Based on compositions from DLE, MMPs were determined for each base case, i.e., slim tube experiment was simulated in PVTp to obtain oil recovery for different injection pressures after 1.2 pore volumes of CO2 injected. MMP was defined as the intersection of two regression lines on a graph that relates the realized oil recovery and injection pressures. MMP for Model 2 remained similar as in Model 3, and in the case of Model 1, it was significantly lower (155 bar, Figure 3).
Three base cases (at three depths with respective initial reservoir pressure and then each with three different observation permeabilities) were simulated. Then cases were restarted after 10 years of primary production to simulate the secondary production phase for 48 years.
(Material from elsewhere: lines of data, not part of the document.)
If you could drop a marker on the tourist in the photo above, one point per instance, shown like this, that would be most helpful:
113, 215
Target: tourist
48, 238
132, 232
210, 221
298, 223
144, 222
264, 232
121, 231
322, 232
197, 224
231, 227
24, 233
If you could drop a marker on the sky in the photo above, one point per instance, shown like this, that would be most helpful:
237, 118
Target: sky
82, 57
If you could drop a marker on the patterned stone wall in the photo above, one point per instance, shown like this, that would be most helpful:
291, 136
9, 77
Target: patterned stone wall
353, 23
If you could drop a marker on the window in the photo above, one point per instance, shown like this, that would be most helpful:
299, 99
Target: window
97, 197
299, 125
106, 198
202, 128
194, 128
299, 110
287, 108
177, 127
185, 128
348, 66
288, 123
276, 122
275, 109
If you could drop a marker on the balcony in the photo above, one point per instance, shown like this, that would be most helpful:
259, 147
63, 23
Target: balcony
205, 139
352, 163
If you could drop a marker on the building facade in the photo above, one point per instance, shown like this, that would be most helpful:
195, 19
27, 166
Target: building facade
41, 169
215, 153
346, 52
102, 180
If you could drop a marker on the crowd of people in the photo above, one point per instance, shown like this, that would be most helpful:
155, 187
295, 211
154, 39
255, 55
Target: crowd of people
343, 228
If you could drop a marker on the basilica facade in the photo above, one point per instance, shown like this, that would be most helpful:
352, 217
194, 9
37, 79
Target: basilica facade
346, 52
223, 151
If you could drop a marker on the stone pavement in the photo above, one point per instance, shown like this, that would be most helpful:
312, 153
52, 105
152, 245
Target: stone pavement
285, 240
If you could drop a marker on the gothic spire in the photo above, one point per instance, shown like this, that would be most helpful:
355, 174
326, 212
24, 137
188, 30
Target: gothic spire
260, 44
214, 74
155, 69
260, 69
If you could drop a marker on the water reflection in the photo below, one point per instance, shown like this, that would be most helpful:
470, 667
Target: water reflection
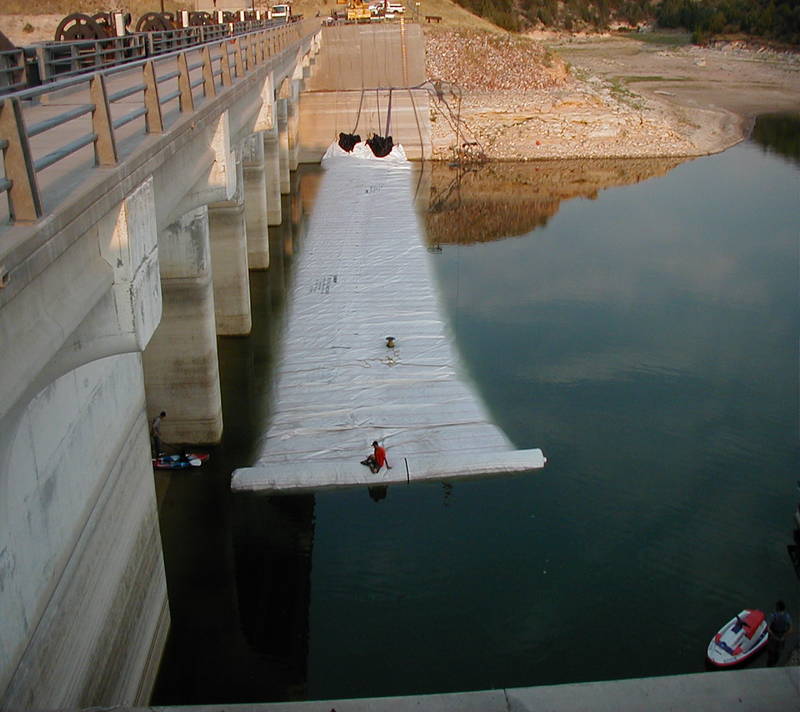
779, 134
494, 201
645, 340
After that, simulation cases were restarted again to simulate CO2-EOR that lasts fifteen years.
Maximum injection pressure for water and CO2 during the CO2 EOR phase was set to 30% higher than the initial reservoir pressure to simulate immiscible, near miscible and miscible conditions for used oil properties.
Different input values for prices of oil, price of EUA, and discount rates were considered to cover different earnings scenarios from more pessimistic to more optimistic scenarios (Table 4).
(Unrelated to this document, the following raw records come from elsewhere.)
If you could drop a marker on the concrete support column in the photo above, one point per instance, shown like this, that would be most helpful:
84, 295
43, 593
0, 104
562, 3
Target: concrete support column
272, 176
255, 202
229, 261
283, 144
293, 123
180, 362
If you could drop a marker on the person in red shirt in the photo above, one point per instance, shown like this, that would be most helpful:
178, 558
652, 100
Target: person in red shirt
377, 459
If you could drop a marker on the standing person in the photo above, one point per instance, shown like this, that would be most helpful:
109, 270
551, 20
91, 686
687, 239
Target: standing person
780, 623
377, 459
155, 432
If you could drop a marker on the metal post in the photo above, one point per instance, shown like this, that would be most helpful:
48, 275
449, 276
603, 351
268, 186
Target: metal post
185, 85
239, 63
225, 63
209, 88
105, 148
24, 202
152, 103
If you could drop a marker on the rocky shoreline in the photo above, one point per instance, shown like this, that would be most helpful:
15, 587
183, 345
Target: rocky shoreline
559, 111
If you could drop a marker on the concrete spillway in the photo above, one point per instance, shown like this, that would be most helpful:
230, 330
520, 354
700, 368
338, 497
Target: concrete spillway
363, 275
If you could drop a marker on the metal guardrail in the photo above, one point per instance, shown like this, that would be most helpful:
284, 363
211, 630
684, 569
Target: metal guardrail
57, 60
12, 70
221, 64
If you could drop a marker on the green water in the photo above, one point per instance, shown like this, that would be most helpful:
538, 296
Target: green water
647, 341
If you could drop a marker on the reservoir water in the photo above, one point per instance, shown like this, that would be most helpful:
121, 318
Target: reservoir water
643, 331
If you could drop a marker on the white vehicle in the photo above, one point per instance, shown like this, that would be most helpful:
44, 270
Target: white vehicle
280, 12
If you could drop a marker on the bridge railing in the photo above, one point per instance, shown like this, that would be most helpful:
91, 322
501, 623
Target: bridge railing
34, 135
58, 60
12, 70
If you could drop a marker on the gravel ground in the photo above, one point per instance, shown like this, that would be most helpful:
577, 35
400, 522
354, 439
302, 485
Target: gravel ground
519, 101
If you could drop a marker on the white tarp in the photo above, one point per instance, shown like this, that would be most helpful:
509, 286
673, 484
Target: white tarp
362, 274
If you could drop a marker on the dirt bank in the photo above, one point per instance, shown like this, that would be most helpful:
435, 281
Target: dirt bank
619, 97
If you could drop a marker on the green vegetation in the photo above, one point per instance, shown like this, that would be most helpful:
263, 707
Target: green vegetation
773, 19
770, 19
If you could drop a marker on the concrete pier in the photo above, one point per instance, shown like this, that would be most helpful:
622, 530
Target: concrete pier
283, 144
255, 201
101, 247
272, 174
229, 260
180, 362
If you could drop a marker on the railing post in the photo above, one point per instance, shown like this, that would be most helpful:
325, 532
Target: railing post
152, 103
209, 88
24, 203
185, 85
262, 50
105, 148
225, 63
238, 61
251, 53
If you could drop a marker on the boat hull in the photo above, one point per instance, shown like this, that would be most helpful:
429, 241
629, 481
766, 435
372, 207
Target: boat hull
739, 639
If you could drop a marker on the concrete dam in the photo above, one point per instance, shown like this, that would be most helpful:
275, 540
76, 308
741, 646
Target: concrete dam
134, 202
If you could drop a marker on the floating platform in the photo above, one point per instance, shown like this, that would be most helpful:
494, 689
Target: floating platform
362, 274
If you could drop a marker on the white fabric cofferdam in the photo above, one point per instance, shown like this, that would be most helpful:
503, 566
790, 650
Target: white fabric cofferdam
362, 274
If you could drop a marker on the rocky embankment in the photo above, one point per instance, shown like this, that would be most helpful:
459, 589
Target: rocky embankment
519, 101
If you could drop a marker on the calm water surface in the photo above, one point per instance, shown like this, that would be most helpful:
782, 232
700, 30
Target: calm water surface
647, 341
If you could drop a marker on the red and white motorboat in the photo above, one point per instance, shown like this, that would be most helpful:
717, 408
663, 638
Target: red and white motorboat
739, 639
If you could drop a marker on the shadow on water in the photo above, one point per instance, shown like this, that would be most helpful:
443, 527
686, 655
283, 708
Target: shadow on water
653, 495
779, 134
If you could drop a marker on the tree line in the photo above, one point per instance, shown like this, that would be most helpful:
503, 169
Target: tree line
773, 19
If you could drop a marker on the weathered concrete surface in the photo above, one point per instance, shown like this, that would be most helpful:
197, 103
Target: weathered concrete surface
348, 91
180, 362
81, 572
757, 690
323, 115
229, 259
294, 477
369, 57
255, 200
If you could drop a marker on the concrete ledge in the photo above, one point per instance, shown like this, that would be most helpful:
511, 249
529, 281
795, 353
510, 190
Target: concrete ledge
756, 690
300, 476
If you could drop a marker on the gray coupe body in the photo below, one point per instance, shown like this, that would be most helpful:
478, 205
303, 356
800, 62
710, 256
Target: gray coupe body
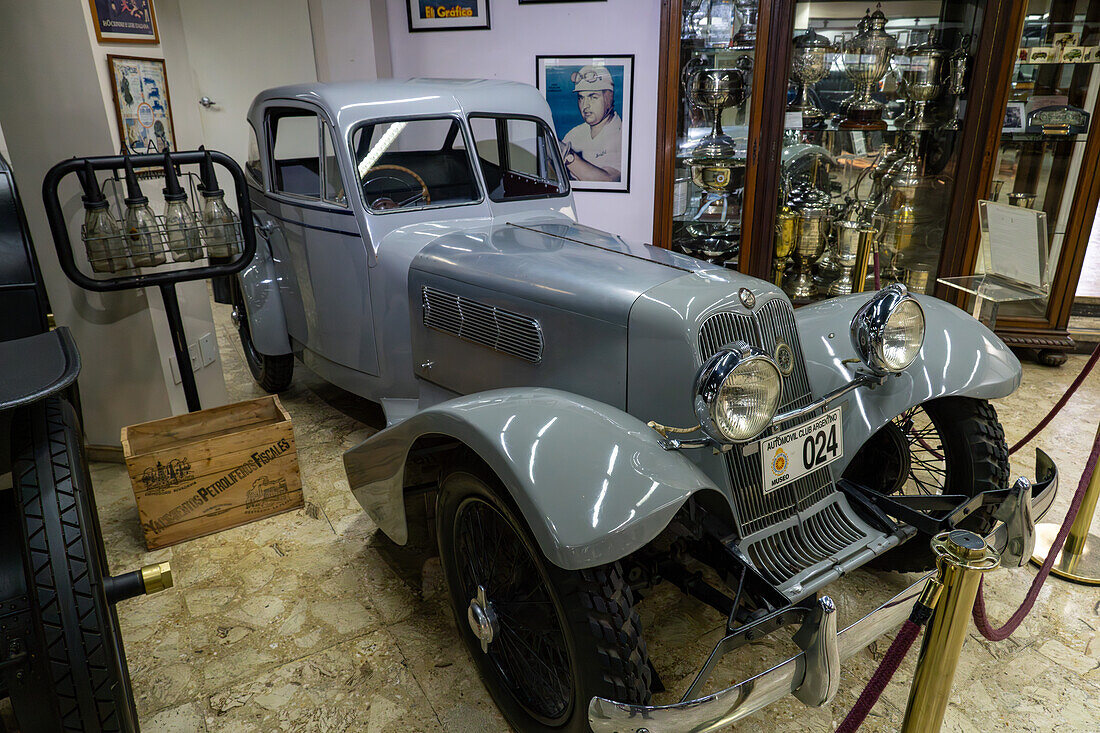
546, 347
Capital costs (CAPEX) from the reviewed literature varied too significantly, and CAPEX was strongly site-specific. CAPEX for all the models was the same and taken from [72], since the models in this paper were similar to Ivanić field. The royalties, CAPEXs, operating expenses as an OPEX multiplicator (i.e., percentage of the produced oil value, representing processing and transportation costs to the mid-stream), the cost of water, and the CO2 injection used for economic evaluation are presented in Table 5.
CO2 injection costs in this paper were calculated according to [64], implying five stages of compression, i.e., CO2 injection costs are not fixed but depend on the injected amounts of CO2 and the injection pressure as a base for an estimation of the energy required for compression and charges for that energy.

3. Results

Additional recovery and retention were opposed parameters, i.e., maximum retention does not always bring maximum additional recovery (Figure 4). In the first years of CO2-EOR, retention to additional recovery ratio was higher, and with time, this ratio decreased.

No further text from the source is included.